1. ## IVP, slightly confused

This in my opinion should be easy. I'm just not sure why it isn't.

Consider the initivial Value problem dy/dx = sin(y)

subject to Initial conditions y(X)=Y

Where X and Y are constants.

It asks us to determine the ODE's isoclines and sketch its direction field in the range x betwen [-2,2]

I normally breeze through IVP problems. But this one has me confused

normally you set y'=c a constant, to set against constant slopes

then re-arrange to leave yiso= a function

but in this case c=sin(y)

therefore yiso=sin-1(c)

which can't be what we want is it?

2. Yes, that's exactly what you want. Since y'= f(y), with no "x", isoclines are horizontal lines, in this case, y= $\displaystyle sin^{-1}(c)$.

3. Originally Posted by HallsofIvy
Yes, that's exactly what you want. Since y'= f(y), with no "x", isoclines are horizontal lines, in this case, y= $\displaystyle sin^{-1}(c)$.
Hmmm never had a question like this, so how would i go about marking the direction field?

It says drawing the isoclines corresponding to the slopes -1,0 and +1 should suffice to draw the direction field.

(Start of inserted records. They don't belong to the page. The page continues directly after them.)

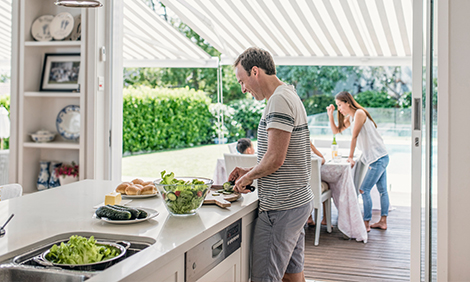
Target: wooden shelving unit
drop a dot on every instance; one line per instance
(38, 110)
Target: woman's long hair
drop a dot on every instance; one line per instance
(346, 97)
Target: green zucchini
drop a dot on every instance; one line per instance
(113, 214)
(142, 214)
(134, 212)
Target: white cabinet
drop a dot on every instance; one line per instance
(226, 271)
(37, 110)
(170, 272)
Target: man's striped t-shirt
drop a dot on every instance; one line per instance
(289, 186)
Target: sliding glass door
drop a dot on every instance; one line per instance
(424, 143)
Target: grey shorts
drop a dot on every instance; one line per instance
(278, 243)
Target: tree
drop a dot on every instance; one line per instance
(313, 80)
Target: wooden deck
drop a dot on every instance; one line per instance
(386, 256)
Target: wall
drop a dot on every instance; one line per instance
(453, 151)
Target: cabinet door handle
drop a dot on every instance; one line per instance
(217, 248)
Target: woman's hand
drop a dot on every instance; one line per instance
(330, 109)
(350, 160)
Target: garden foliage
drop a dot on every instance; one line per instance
(161, 118)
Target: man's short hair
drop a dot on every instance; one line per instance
(254, 56)
(243, 144)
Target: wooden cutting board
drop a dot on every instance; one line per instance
(222, 200)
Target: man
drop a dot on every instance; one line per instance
(283, 171)
(245, 146)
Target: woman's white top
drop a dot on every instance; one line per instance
(369, 141)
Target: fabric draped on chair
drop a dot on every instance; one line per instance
(232, 147)
(322, 194)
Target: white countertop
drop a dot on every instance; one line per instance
(70, 208)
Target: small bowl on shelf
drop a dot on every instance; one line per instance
(43, 136)
(184, 198)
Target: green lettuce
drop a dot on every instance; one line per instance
(80, 250)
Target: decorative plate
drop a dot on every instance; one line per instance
(151, 214)
(40, 30)
(61, 26)
(77, 29)
(68, 122)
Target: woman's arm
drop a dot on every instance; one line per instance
(315, 150)
(330, 109)
(360, 119)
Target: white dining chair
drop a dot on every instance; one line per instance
(241, 160)
(9, 191)
(321, 195)
(232, 147)
(323, 143)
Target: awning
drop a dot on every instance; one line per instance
(296, 32)
(5, 33)
(149, 41)
(305, 32)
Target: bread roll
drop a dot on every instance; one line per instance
(137, 181)
(149, 190)
(133, 190)
(122, 187)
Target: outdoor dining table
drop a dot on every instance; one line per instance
(340, 177)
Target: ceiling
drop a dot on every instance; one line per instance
(300, 32)
(149, 41)
(305, 32)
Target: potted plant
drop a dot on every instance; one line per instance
(67, 173)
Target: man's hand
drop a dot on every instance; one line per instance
(239, 175)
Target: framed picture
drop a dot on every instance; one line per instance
(61, 72)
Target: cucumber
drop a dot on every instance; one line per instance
(142, 214)
(134, 212)
(113, 214)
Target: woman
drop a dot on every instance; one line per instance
(374, 154)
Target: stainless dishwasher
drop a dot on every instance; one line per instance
(208, 254)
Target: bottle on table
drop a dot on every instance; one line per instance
(334, 148)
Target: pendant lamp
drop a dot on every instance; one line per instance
(79, 3)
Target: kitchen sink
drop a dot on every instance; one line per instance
(12, 272)
(21, 265)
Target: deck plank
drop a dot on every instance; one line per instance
(385, 257)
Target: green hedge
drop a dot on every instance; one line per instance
(5, 101)
(161, 118)
(318, 103)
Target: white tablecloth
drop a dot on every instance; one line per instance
(340, 179)
(339, 176)
(220, 175)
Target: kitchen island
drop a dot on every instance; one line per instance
(69, 208)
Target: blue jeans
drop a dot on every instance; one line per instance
(376, 175)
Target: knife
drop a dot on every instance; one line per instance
(229, 186)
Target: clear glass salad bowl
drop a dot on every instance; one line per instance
(186, 197)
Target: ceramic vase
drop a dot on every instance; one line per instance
(66, 179)
(53, 179)
(43, 177)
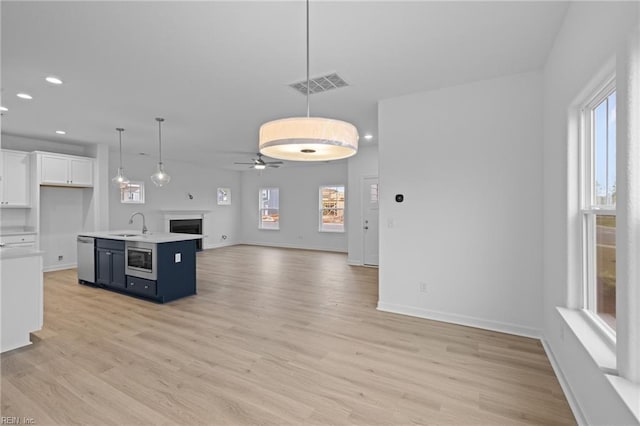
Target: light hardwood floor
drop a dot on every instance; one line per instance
(274, 336)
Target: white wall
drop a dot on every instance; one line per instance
(59, 214)
(64, 214)
(299, 206)
(589, 37)
(201, 182)
(468, 161)
(363, 164)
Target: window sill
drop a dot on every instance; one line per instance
(603, 354)
(596, 345)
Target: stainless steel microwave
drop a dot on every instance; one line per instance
(141, 260)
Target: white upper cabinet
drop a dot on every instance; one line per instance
(65, 170)
(14, 179)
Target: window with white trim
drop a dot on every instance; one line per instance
(133, 192)
(598, 206)
(269, 208)
(332, 202)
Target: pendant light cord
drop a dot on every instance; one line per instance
(120, 132)
(307, 58)
(160, 120)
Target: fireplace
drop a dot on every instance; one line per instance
(187, 226)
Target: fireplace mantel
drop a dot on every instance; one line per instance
(183, 214)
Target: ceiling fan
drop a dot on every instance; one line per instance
(260, 164)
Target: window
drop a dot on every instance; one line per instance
(269, 206)
(132, 193)
(599, 206)
(332, 208)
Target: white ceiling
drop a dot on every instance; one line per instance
(217, 70)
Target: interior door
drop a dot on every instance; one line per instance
(370, 220)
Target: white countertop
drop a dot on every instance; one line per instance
(136, 235)
(18, 252)
(16, 230)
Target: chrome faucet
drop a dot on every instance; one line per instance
(144, 226)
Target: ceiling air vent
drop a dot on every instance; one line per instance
(320, 84)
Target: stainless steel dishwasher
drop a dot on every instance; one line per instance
(86, 260)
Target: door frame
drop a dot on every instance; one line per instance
(363, 203)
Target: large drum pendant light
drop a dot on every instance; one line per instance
(308, 138)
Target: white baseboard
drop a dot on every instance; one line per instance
(294, 246)
(484, 324)
(59, 267)
(571, 399)
(218, 245)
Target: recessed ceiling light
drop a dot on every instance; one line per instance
(53, 80)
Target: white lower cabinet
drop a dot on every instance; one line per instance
(21, 298)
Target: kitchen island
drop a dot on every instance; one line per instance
(155, 266)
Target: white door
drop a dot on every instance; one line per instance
(16, 178)
(55, 170)
(370, 220)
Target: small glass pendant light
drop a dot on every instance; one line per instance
(120, 180)
(160, 177)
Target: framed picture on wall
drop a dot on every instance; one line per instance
(224, 196)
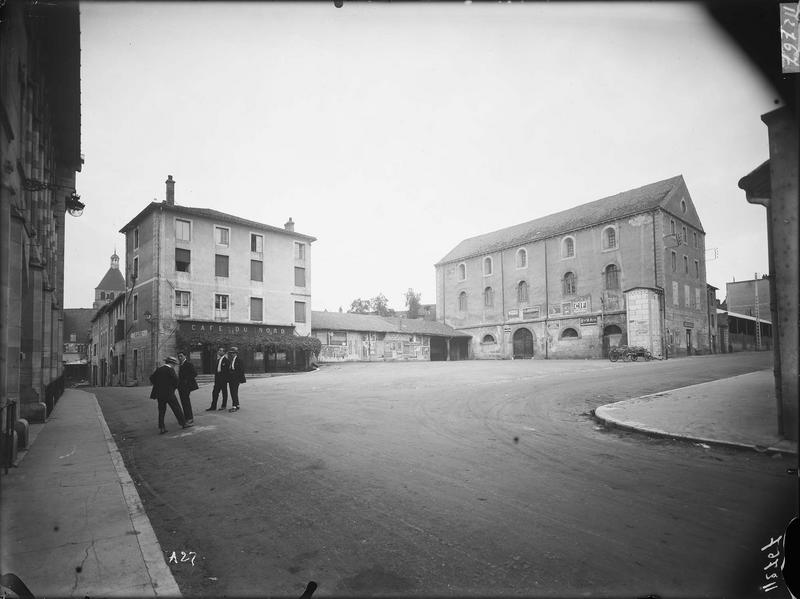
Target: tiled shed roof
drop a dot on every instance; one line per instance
(346, 321)
(627, 203)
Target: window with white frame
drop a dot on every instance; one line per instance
(221, 306)
(568, 247)
(488, 297)
(609, 238)
(522, 258)
(222, 236)
(522, 292)
(299, 311)
(256, 270)
(256, 243)
(182, 304)
(183, 230)
(221, 263)
(569, 284)
(299, 276)
(612, 276)
(257, 309)
(183, 259)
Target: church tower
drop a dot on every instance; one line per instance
(111, 286)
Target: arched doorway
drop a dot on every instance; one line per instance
(523, 344)
(612, 337)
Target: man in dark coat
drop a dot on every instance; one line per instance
(165, 381)
(221, 367)
(235, 377)
(187, 382)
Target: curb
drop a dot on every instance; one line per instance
(161, 579)
(654, 432)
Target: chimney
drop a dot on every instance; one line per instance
(170, 191)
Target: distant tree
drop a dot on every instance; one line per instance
(380, 305)
(360, 306)
(413, 303)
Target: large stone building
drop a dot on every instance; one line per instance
(200, 279)
(626, 269)
(40, 149)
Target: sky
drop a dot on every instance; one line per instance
(392, 131)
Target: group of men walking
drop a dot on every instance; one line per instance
(228, 374)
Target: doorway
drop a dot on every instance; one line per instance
(523, 344)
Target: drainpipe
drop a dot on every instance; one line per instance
(546, 306)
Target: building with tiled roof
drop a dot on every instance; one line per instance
(203, 279)
(347, 336)
(625, 269)
(112, 284)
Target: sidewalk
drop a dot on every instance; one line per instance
(740, 411)
(71, 521)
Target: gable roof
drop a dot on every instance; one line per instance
(78, 321)
(210, 214)
(370, 323)
(112, 281)
(621, 205)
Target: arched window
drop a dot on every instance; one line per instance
(522, 258)
(488, 297)
(522, 292)
(612, 276)
(609, 238)
(568, 247)
(569, 283)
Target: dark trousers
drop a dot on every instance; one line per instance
(186, 404)
(176, 409)
(220, 384)
(234, 392)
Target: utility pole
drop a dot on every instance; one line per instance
(758, 320)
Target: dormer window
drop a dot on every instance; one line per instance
(568, 247)
(522, 258)
(487, 266)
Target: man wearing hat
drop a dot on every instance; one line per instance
(222, 365)
(235, 377)
(165, 382)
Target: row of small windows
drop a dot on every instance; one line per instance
(568, 333)
(674, 264)
(183, 303)
(609, 237)
(683, 237)
(183, 261)
(222, 237)
(569, 286)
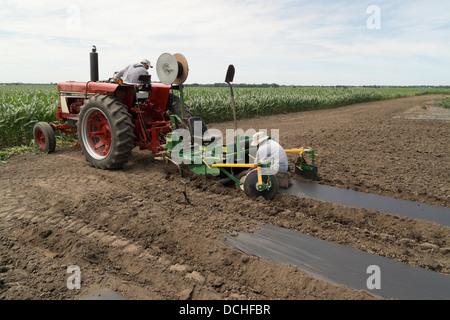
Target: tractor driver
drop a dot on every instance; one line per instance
(131, 73)
(271, 150)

Any idea what I am looking at integral curves? sorry this question has me doing this

4. o and thanks

5. I presume you are looking at direction fields because the problem told you to!

In any case, if you are to draw "isoclines corresponding to the slopes -1,0 and +1", then you should draw (light) vertical lines at $\displaystyle sin^{-1}(-1)$, $\displaystyle sin^{-1}(0)$, and $\displaystyle sin^{-1}(1)$. Note that will be more than 3 lines! For example, sin(y)= 0 for y= 0, $\displaystyle \pi$ $\displaystyle -\pi$, $\displaystyle 2\pi$, etc. At a number of points on those lines, draw short horizontal (slope= 0) line segments. sin(y)= 1 at y= $\displaystyle \pi/2$, $\displaystyle -3\pi/2$, $\displaystyle 5\pi/2$, etc. Draw several short line segments on those vertical lines with slope 1. Similarly, sin(y)= -1 for y= $\displaystyle -\pi/2$, $\displaystyle 3\pi/2$, $\displaystyle 7\pi/2$, etc. Draw short line segments on those vertical lines with slope -1. Those short line segments represent the "direction field".

(By the way, this really has nothing to do with an "initial value problem" because no "initial value" is given. And, anyway, the distinction between an "initial value problem" and a "boundary value problem" is only relevant for equation of higher order than 1.)

6. So my diagram should have isoclines that are horizontal defining teh slopes of

y=

And then also light vertical lines at the points where the slopes equals -1,0 and +1?

but surely a vertical line

sin(y)= 0 for y= 0, ,

at that point will go through all of them. what with them being y co-ordinates?